Santosh Kumar presented the Green India Challenge as living proof of climate federalism in action. The movement has mobilised 196 million geo-tagged trees and 44 million citizens across India without waiting for a government circular or centrally sponsored scheme. He emphasised that India has excellent climate policies, including the National Action Plan on Climate Change (NAPCC), 34 State Action Plans, the Carbon Credit Trading Scheme, and Mission LiFE. However, the bottleneck is not design but the missing middle between a policy document in Delhi and a farmer in Telangana, a student in Karnataka, or a fisherwoman in Odisha.

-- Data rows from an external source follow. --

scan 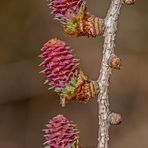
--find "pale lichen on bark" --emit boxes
[97,0,135,148]
[97,0,123,148]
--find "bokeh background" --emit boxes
[0,0,148,148]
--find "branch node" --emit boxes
[93,81,100,95]
[124,0,136,5]
[108,54,122,70]
[108,113,122,125]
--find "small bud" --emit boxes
[108,55,121,70]
[50,0,102,37]
[108,113,122,125]
[43,115,80,148]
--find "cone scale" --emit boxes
[40,38,95,106]
[50,0,101,37]
[43,115,80,148]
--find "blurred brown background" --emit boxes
[0,0,148,148]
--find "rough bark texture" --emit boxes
[97,0,123,148]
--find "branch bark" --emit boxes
[97,0,123,148]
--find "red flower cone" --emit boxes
[50,0,102,37]
[44,115,79,148]
[40,38,94,106]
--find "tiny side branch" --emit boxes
[97,0,123,148]
[97,0,135,148]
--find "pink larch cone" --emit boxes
[40,38,95,106]
[50,0,83,23]
[43,115,79,148]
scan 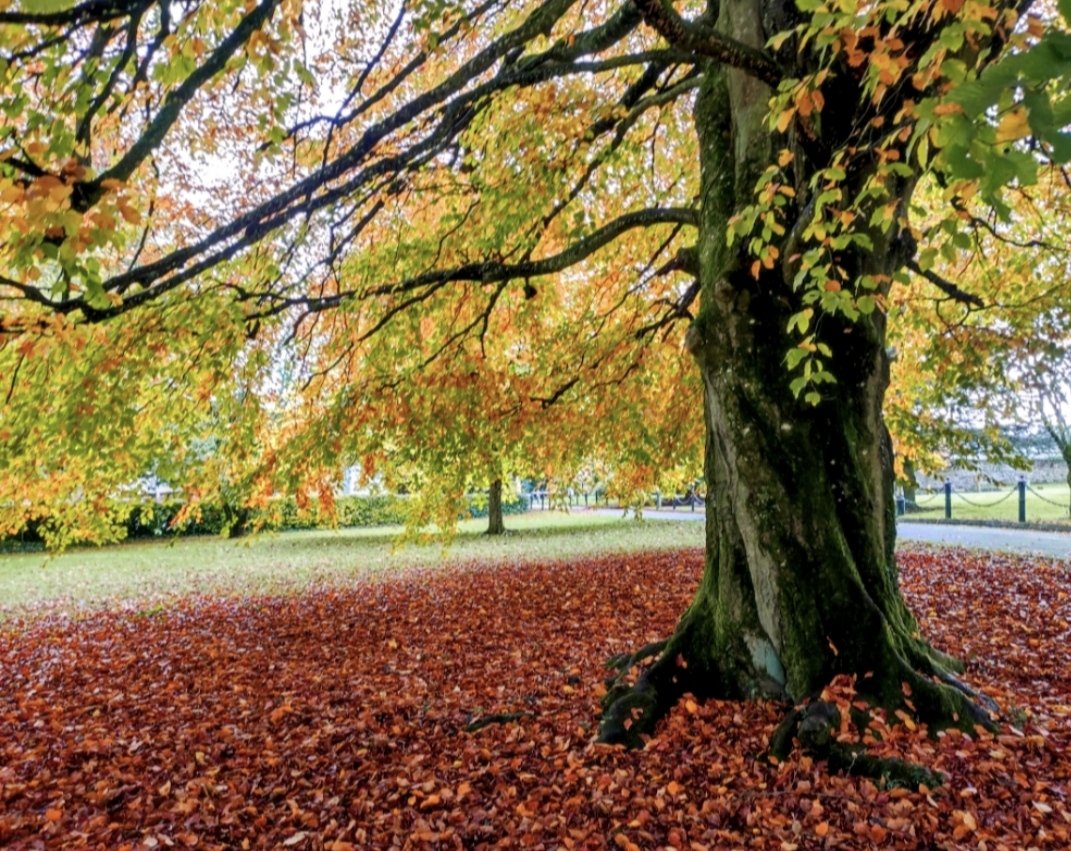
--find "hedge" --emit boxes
[0,495,528,550]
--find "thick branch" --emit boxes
[635,0,782,86]
[77,0,281,211]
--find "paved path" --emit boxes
[600,508,1071,559]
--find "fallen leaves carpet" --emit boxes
[0,549,1071,851]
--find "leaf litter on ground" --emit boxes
[0,548,1071,851]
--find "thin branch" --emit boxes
[905,260,985,307]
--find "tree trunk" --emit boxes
[904,458,919,512]
[601,0,987,745]
[1060,442,1071,517]
[487,478,506,535]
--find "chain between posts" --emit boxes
[952,486,1019,508]
[1026,485,1068,508]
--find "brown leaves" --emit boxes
[0,550,1071,851]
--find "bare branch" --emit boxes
[905,260,985,307]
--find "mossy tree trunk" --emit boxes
[487,477,506,535]
[602,0,987,745]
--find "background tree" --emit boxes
[0,0,1071,766]
[887,171,1071,496]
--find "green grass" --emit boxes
[0,512,703,619]
[907,485,1071,523]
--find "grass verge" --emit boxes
[0,512,703,619]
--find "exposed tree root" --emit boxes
[599,624,997,788]
[462,712,531,733]
[770,701,945,789]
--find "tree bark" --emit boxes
[487,478,506,535]
[601,0,989,745]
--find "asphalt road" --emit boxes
[612,508,1071,559]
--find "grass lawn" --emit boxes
[907,484,1071,523]
[0,512,703,619]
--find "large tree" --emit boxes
[0,0,1071,757]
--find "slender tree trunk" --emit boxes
[602,0,986,745]
[1060,442,1071,517]
[904,458,919,511]
[487,478,506,535]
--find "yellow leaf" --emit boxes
[997,106,1030,142]
[934,101,963,116]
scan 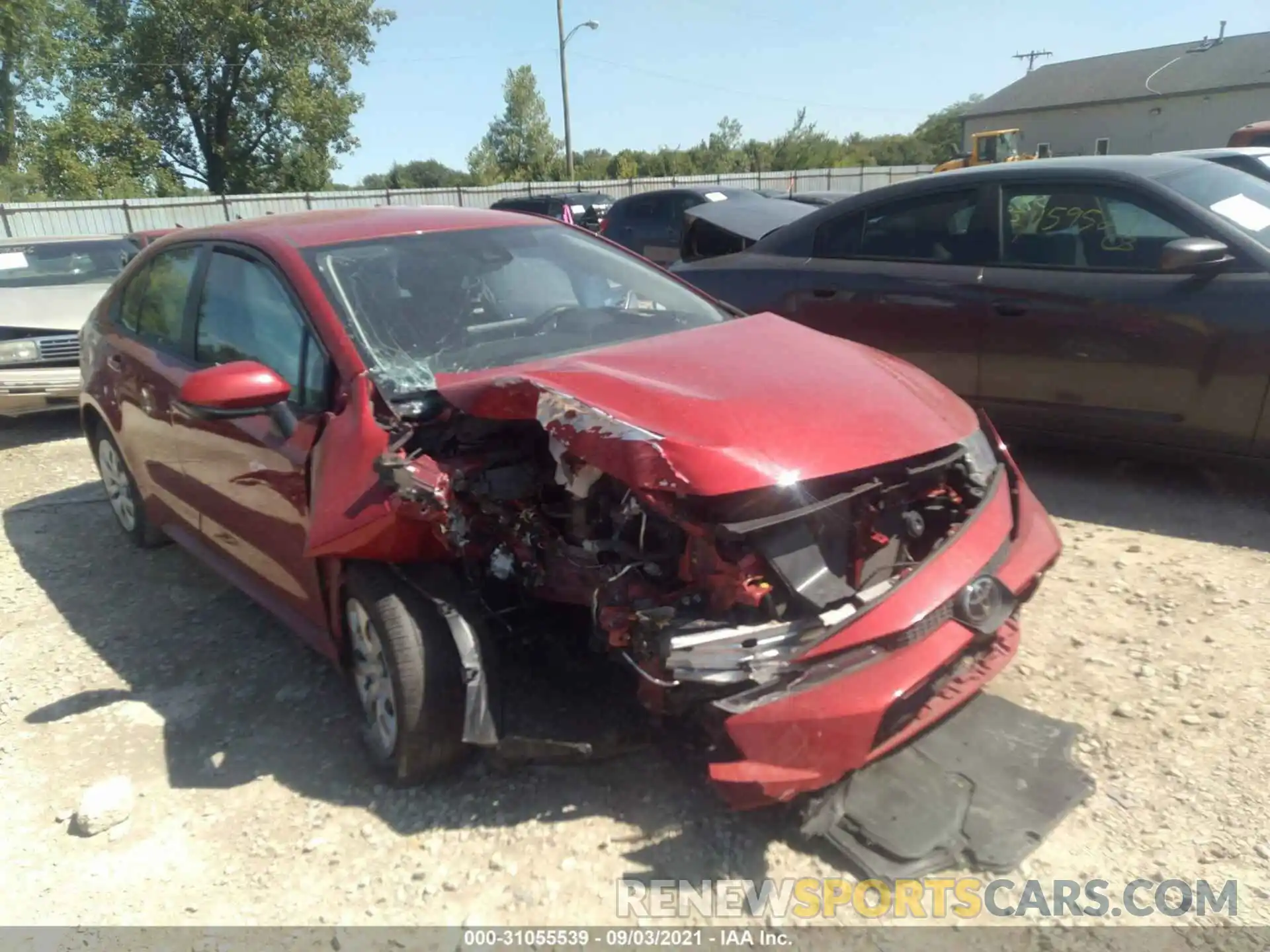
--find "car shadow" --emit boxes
[3,484,787,880]
[1011,444,1270,552]
[0,407,83,450]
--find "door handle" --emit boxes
[992,301,1027,317]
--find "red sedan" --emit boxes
[81,208,1086,872]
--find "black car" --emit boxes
[599,185,772,264]
[490,192,613,231]
[673,156,1270,456]
[1157,146,1270,182]
[788,192,851,206]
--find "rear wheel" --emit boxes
[344,565,468,785]
[93,424,167,548]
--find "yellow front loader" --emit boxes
[935,130,1037,171]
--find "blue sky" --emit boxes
[335,0,1270,184]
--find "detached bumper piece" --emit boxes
[802,694,1093,881]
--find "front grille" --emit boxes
[36,334,79,363]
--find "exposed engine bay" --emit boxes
[377,383,1005,713]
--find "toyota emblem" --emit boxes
[952,575,1015,635]
[965,575,1001,625]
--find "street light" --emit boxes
[556,0,599,179]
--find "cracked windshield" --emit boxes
[7,0,1270,934]
[310,226,728,395]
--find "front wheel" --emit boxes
[344,565,466,785]
[93,424,167,548]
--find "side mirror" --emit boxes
[177,360,296,436]
[1160,239,1234,273]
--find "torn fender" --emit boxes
[305,373,446,563]
[437,313,978,496]
[396,565,499,746]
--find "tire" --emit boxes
[93,424,167,548]
[344,563,468,785]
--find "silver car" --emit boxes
[0,235,137,416]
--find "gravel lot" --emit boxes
[0,415,1270,926]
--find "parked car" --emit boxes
[1157,146,1270,182]
[675,156,1270,457]
[0,235,136,416]
[490,192,613,231]
[599,185,770,264]
[81,207,1087,869]
[788,192,851,206]
[675,192,816,264]
[128,225,181,249]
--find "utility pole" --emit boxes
[556,6,599,179]
[556,0,573,180]
[1011,50,1053,72]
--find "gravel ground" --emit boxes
[0,415,1270,926]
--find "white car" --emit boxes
[0,235,137,416]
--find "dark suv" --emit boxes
[599,185,771,264]
[490,192,613,231]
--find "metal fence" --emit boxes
[0,165,935,239]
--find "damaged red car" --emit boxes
[81,208,1088,875]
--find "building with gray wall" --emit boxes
[961,24,1270,156]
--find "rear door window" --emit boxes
[814,189,995,264]
[1002,182,1201,272]
[194,249,326,407]
[119,245,202,350]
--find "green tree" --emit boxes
[23,0,171,199]
[468,66,560,182]
[362,159,472,188]
[112,0,395,194]
[771,109,843,171]
[913,93,983,163]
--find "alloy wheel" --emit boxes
[344,598,398,756]
[97,438,137,532]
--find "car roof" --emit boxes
[685,199,816,241]
[745,155,1212,261]
[935,152,1199,184]
[144,206,545,247]
[0,235,127,246]
[617,182,763,202]
[790,189,859,202]
[1156,146,1270,159]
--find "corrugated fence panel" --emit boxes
[229,194,309,219]
[3,202,128,237]
[0,165,933,239]
[309,190,386,210]
[127,197,225,231]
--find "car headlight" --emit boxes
[0,340,40,363]
[961,430,998,485]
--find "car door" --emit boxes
[616,192,700,264]
[102,244,203,534]
[177,244,330,643]
[773,186,995,399]
[980,179,1265,450]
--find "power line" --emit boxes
[66,47,555,70]
[569,52,919,114]
[1011,50,1053,72]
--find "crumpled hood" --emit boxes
[437,313,978,495]
[0,280,110,333]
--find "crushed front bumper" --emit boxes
[802,694,1093,881]
[0,367,80,416]
[710,459,1062,810]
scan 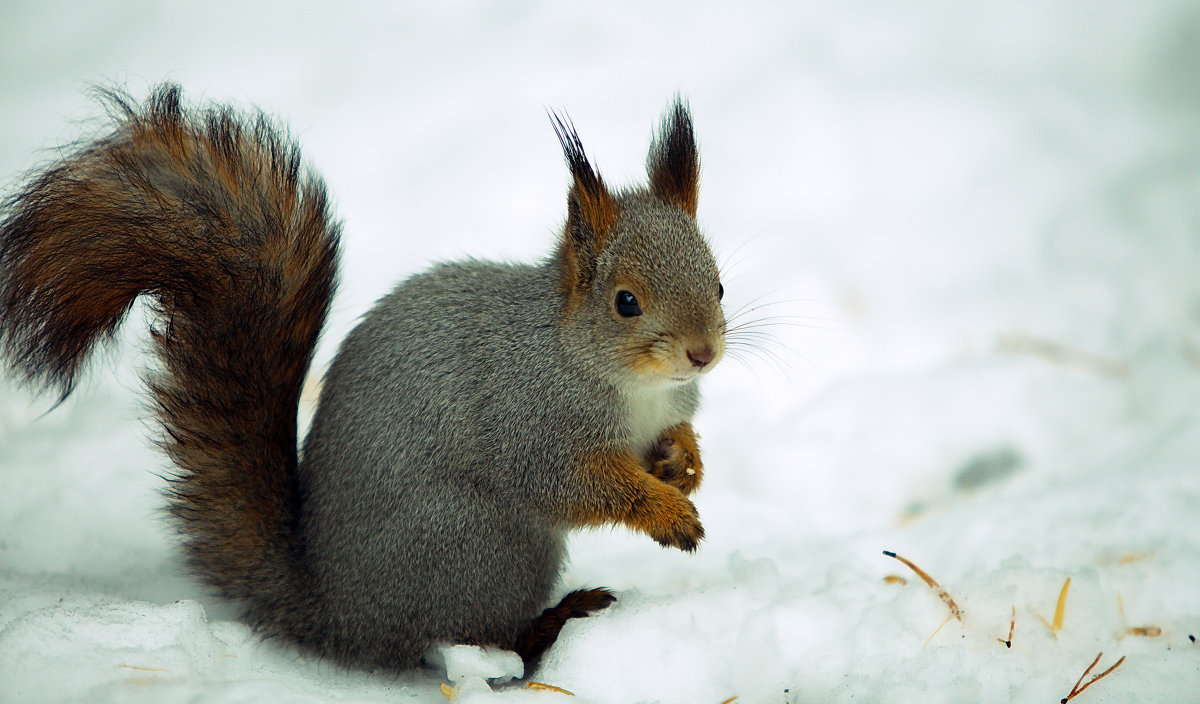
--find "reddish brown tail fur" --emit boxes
[0,85,338,639]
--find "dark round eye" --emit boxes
[617,291,642,318]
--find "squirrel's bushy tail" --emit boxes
[0,85,340,639]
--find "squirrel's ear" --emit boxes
[551,113,618,303]
[646,96,700,217]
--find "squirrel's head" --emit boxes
[554,100,725,385]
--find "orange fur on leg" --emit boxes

Climate Action Campus Talks

The ex-MP also introduced the concept of the campus as a micro-unit of climate governance, referencing the Climate Action Campus Talks (CACT) programme run by Igniting Minds Organisation, a Section 8 non-profit with UNFCCC COP29 and UNCCD COP16 Observer status. CACT has been delivered at 20 premier institutions, including IIT Mumbai, IIT Delhi, JNU Delhi, and BITS Hyderabad, and is scaling to 200 campuses across Telangana with 5-Year Net-Zero Campus Roadmaps and Mission LiFE integration.

Santosh Kumar stated that India has over 40 million students in higher education. If every campus becomes a unit of climate governance with carbon audits, Green Clubs, and data feeding into state climate dashboards, it would create the most granular climate governance system in the world, representing bottom-up climate federalism.

Carbon-Negative Summit Initiative

In a first-of-its-kind initiative for an Indian climate conference, the Green India Challenge planted one geo-tagged bamboo tree for every speaker and participant at the Summit and committed to nurturing each tree for 1,000 days. Named Punarvasu, meaning the reconstruction tree after Lord Sri Rama's birth nakshatra (the return of light), the bamboo initiative made the Climate Innovation Summit 2026 a verified carbon-negative event. Each participant received a personalised Punarvasu Certificate with GPS coordinates and a QR code linking to real-time growth and CO₂ absorption data.

Bamboo absorbs up to four times more CO₂ than equivalent tree species, generates 35% more oxygen than hardwood forests, and grows up to 91 centimetres in a single day, making it the fastest-growing and most carbon-efficient plant on Earth.